HOUSTON – The closed up shop, Mom's Food Store, was one of the only places that sold groceries in the Third Ward neighborhood.
"The food that they did sell was like expired," former City Councilwoman Jolanda Jones said.
Jones says it's been a 20 year struggle, getting access to healthy food near her home.
"You're putting in fried food that we used to get from Mom's Store, or stale milk, or expired bread that we would be forced to buy if we didn't have access to transportation," Jones said.
But that could soon change with the fenced off plot of land.
"Things certainly will move much quicker now that we know that the project has been approved," Mayor Sylvester Turner said.
Calling the neighborhood a 'food desert,' Councilman Dwight Boykins got approval Wednesday, hoping to solve the problem with a brand new H-E-B.
"But also provide 250 plus jobs in the community," Boykins said.

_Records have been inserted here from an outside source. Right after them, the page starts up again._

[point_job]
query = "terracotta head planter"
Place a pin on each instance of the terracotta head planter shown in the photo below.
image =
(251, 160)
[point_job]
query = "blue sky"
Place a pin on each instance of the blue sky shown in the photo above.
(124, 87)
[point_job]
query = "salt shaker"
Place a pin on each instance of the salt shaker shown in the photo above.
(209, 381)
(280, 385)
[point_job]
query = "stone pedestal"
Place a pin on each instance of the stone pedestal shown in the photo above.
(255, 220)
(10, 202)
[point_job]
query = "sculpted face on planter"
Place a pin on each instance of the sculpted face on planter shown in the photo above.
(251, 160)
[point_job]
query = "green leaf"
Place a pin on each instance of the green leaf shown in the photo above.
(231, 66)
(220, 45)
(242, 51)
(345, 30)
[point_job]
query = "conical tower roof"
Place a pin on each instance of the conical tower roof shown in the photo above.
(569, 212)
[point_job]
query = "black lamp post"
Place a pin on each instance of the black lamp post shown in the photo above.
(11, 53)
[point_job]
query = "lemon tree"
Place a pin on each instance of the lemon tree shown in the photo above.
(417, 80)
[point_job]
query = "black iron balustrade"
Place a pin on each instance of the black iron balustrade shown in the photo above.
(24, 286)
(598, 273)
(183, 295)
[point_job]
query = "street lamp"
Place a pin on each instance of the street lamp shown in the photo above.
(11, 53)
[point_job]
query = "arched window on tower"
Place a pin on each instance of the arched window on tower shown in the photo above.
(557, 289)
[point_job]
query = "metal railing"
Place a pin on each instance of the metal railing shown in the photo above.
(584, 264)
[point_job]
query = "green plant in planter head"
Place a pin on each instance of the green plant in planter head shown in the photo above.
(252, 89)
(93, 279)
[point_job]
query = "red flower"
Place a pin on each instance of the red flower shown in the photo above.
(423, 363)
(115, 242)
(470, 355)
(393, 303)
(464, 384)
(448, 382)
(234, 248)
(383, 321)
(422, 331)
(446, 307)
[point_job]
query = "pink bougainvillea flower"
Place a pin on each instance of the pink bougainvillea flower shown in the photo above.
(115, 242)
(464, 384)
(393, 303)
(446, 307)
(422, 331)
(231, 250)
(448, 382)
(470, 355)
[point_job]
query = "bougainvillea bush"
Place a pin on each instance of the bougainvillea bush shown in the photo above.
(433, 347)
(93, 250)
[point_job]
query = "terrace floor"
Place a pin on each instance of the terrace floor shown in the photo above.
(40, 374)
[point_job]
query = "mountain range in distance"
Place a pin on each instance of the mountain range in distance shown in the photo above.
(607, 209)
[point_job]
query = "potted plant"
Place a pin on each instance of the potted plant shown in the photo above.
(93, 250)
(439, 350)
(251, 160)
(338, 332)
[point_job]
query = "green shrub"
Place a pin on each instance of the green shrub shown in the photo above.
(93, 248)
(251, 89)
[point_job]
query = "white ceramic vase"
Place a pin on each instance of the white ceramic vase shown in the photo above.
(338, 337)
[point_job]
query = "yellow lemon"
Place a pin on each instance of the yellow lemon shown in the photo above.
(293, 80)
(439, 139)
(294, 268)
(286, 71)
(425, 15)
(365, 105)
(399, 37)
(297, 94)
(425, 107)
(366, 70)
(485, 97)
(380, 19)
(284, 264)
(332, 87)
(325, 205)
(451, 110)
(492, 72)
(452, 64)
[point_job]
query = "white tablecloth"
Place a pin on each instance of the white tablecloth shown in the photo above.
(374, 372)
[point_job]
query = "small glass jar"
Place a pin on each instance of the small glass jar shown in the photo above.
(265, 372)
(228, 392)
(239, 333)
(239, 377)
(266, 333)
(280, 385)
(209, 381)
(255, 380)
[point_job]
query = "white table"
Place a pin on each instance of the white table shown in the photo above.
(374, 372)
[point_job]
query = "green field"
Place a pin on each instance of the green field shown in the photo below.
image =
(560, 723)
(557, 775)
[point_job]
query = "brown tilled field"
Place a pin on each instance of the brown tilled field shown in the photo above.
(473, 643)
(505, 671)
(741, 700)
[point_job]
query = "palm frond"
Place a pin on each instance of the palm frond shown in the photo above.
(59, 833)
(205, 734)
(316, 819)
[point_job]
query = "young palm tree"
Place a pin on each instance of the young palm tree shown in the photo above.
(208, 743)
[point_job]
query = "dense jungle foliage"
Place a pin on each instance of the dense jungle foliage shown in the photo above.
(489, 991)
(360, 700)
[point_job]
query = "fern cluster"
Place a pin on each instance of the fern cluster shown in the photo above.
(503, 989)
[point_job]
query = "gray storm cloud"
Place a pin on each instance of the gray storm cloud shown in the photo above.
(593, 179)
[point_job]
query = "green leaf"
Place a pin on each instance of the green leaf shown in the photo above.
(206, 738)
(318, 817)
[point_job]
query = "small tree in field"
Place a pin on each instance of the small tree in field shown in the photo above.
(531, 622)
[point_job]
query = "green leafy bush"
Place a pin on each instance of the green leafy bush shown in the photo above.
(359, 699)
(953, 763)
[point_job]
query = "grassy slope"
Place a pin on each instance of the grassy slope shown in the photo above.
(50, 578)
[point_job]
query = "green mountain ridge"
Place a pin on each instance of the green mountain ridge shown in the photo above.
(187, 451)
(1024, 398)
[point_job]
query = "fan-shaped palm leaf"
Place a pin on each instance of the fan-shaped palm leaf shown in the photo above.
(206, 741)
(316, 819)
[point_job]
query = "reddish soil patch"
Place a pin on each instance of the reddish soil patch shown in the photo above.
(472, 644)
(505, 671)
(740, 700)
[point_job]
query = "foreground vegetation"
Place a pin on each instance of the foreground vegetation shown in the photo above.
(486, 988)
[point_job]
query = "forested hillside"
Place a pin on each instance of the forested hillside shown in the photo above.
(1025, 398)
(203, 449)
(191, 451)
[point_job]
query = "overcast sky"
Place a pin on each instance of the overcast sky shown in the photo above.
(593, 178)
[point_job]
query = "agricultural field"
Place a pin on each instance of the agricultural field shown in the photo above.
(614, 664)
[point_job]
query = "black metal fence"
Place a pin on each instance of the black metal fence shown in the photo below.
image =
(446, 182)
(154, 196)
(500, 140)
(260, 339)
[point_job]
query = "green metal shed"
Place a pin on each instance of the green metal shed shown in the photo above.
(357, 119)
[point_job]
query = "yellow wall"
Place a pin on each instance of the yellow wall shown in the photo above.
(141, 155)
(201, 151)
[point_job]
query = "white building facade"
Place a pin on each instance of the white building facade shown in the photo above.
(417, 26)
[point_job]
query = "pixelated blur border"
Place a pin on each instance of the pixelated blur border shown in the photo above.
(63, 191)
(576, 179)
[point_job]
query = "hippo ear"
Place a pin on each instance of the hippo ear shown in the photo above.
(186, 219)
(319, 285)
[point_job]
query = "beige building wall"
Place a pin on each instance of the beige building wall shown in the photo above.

Neighbor Bruce Bacon says they're used to driving at least 20 minutes to find fresh food, especially with their closest Kroger just recently closing up.
"It's how we've been having to do it since we moved in," Bacon said.
But he's relieved those days of driving may soon expire.
"And it will be great to have it around the street, so we can walk to it or ride our bicycles to it or something like that?" Bacon said.
The project is expected to cost $13.8 million dollars. Some $8.8 million is coming from federal grants, and the rest is coming from federal loans.
Council members wanted to make it clear that H-E-B will not be receiving any governmental funding for this project.
The mayor says they should be closing on the deal within the next three to four months.
H-E-B has also released a statement:
"While we await the due process following City Council’s vote to allow the purchase of land at 288 and MacGregor, it is premature for H-E-B to comment on specific plans for this parcel of land. However, we can share that we are excited about the prospect of building a new store to serve the Third Ward Riverside community."